At least that's what scientists assumed. For decades, these worm structures were more mythical than material. Such aggregations, in which animals link bodies for group movement, are rare in nature. Only slime molds, fire ants, and spider mites are known to move in this way. For nematodes, nobody had even seen the aggregations-known as towers- forming anywhere but within the artificial confines of laboratories and growth chambers; and nobody really knew what they were for. Did towers even exist in the real world?

Now, researchers in Konstanz, Germany, have recorded video footage of worms towering in fallen apples and pears from local orchards. The team from the Max Planck Institute of Animal Behavior (MPI-AB) and the University of Konstanz combined fieldwork with laboratory experiments to provide the first direct evidence that towering behavior occurs naturally and functions as a means of collective transport.

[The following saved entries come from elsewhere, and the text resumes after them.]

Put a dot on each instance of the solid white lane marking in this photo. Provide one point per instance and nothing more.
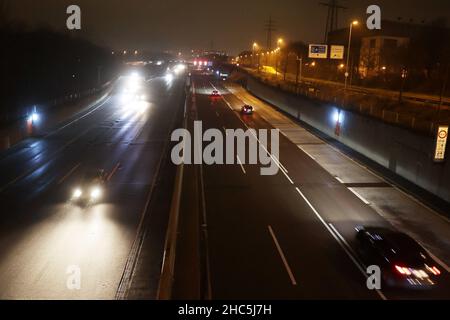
(242, 166)
(439, 261)
(82, 117)
(277, 162)
(113, 171)
(359, 196)
(307, 153)
(339, 179)
(283, 257)
(336, 237)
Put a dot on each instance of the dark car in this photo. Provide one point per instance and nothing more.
(403, 262)
(89, 188)
(247, 109)
(215, 94)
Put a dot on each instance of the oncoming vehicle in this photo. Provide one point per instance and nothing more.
(247, 109)
(90, 187)
(403, 262)
(215, 94)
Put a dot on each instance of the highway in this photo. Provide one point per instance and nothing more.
(287, 236)
(44, 237)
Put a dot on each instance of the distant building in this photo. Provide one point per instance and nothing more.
(376, 52)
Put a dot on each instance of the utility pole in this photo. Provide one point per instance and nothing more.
(270, 28)
(443, 88)
(333, 8)
(402, 85)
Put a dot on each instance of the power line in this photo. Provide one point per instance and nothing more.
(270, 28)
(333, 8)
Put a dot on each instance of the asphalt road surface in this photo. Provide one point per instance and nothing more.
(287, 236)
(46, 241)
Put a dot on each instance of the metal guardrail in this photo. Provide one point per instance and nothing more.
(370, 108)
(170, 247)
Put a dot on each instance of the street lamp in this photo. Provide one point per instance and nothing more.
(255, 48)
(354, 23)
(279, 44)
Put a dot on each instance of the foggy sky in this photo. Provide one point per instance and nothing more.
(230, 25)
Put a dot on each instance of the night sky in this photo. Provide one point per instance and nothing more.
(231, 25)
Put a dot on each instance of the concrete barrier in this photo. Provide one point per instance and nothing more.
(408, 154)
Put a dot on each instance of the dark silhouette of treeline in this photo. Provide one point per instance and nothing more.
(38, 66)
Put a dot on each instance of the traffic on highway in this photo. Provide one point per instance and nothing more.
(161, 151)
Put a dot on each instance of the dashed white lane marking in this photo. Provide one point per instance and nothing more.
(359, 196)
(339, 179)
(69, 173)
(240, 163)
(338, 238)
(283, 257)
(307, 153)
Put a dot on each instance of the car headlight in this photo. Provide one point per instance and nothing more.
(96, 193)
(77, 193)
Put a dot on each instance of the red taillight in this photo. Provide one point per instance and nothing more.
(435, 271)
(403, 270)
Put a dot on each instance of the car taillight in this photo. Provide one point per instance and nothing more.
(403, 270)
(434, 270)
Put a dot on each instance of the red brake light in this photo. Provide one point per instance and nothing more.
(402, 270)
(435, 271)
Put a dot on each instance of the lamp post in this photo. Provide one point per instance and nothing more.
(255, 48)
(404, 74)
(354, 23)
(279, 44)
(298, 76)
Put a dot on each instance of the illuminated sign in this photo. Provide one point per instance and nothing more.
(337, 52)
(318, 51)
(441, 142)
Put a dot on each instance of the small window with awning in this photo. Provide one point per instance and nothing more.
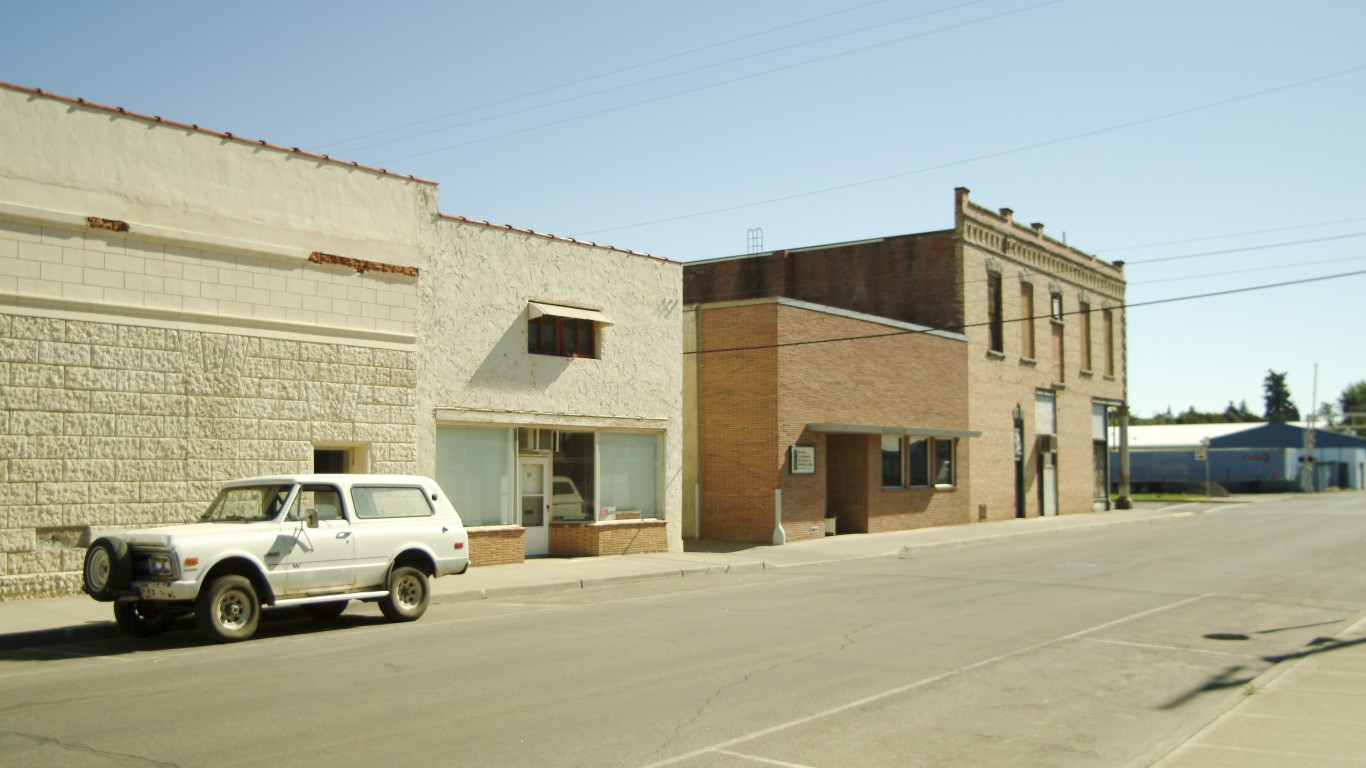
(563, 331)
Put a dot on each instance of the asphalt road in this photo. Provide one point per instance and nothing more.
(1090, 649)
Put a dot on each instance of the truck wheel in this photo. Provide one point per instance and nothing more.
(227, 610)
(407, 596)
(325, 611)
(142, 619)
(107, 567)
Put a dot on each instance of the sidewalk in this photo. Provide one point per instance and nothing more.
(25, 623)
(1306, 709)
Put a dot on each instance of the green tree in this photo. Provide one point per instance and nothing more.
(1279, 406)
(1353, 401)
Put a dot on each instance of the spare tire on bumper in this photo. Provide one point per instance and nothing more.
(107, 569)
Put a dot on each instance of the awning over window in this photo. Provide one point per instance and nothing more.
(537, 309)
(907, 431)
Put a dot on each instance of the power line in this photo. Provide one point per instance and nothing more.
(1232, 235)
(1297, 265)
(609, 73)
(963, 328)
(1249, 248)
(895, 273)
(634, 84)
(986, 156)
(609, 110)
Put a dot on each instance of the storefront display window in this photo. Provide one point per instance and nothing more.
(474, 468)
(574, 473)
(630, 472)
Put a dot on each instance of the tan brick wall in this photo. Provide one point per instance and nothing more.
(738, 458)
(609, 537)
(496, 545)
(1001, 381)
(831, 368)
(126, 427)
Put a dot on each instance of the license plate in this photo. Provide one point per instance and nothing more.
(155, 592)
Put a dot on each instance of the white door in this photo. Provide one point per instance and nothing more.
(534, 489)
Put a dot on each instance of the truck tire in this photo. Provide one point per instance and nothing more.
(407, 597)
(227, 610)
(107, 567)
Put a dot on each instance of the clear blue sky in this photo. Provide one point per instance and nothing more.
(1139, 131)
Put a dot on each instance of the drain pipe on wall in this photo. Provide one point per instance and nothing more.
(779, 537)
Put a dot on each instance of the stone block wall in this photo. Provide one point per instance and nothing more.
(120, 425)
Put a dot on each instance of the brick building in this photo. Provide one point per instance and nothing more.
(944, 377)
(180, 306)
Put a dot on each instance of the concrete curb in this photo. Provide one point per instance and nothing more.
(644, 570)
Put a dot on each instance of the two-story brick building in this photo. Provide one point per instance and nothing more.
(936, 377)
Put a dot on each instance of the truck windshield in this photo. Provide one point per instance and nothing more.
(253, 503)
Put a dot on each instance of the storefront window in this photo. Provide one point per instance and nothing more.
(630, 472)
(573, 484)
(474, 468)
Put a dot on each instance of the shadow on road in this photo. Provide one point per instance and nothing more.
(1241, 674)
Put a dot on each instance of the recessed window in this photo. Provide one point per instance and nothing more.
(918, 462)
(995, 312)
(1085, 310)
(918, 458)
(943, 462)
(891, 462)
(564, 336)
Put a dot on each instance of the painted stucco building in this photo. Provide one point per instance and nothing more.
(179, 306)
(928, 379)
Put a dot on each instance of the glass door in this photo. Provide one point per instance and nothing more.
(534, 489)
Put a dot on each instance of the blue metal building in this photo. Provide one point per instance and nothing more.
(1243, 458)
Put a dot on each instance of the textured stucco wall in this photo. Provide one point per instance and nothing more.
(141, 368)
(92, 161)
(474, 366)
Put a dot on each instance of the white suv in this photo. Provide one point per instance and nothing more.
(310, 540)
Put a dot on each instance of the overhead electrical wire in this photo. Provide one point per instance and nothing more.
(609, 110)
(894, 275)
(1183, 241)
(627, 69)
(963, 328)
(646, 81)
(985, 156)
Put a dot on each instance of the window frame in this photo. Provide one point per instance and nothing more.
(1088, 339)
(996, 310)
(900, 461)
(1027, 336)
(566, 336)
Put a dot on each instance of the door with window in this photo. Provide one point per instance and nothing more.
(534, 492)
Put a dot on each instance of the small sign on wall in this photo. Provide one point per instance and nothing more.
(803, 459)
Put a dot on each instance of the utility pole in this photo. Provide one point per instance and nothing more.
(1309, 437)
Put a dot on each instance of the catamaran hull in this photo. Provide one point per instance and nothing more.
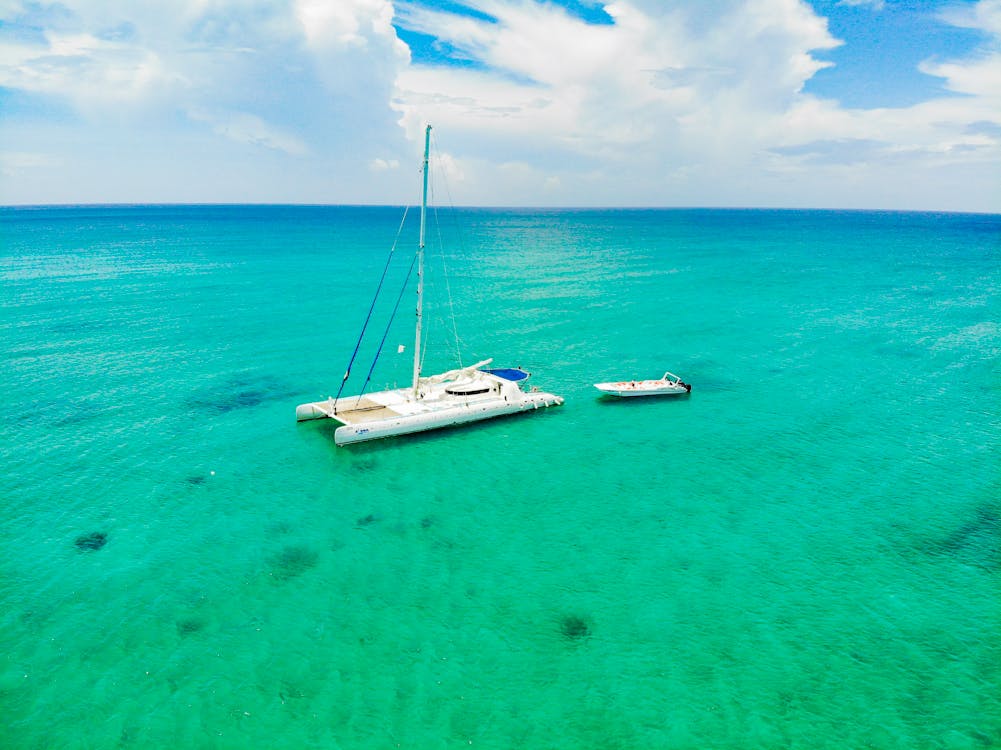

"I was ecstatic when I saw these natural towers for the first time," says senior author Serena Ding, group leader at the MPI-AB, of the moment when co-author Ryan Greenway sent her a video recording from the field. "For so long natural worm towers existed only in our imaginations. But with the right equipment and lots of curiosity, we found them hiding in plain sight."

Greenway, a technical assistant at the MPI-AB, spent months with a digital microscope combing through decaying fruit in orchards near the university to record natural occurrences and behavior of worm towers. Some of these whole towers were brought into the lab. What was inside the towers surprised the team. Although the fruits were crawling with many species of nematodes, natural towers were made only of a single species, all at the tough larval stage known as a "dauer."

"A nematode tower is not just a pile of worms," says the first author Daniela Perez, a postdoctoral researcher at MPI-AB. "It's a coordinated structure, a superorganism in motion."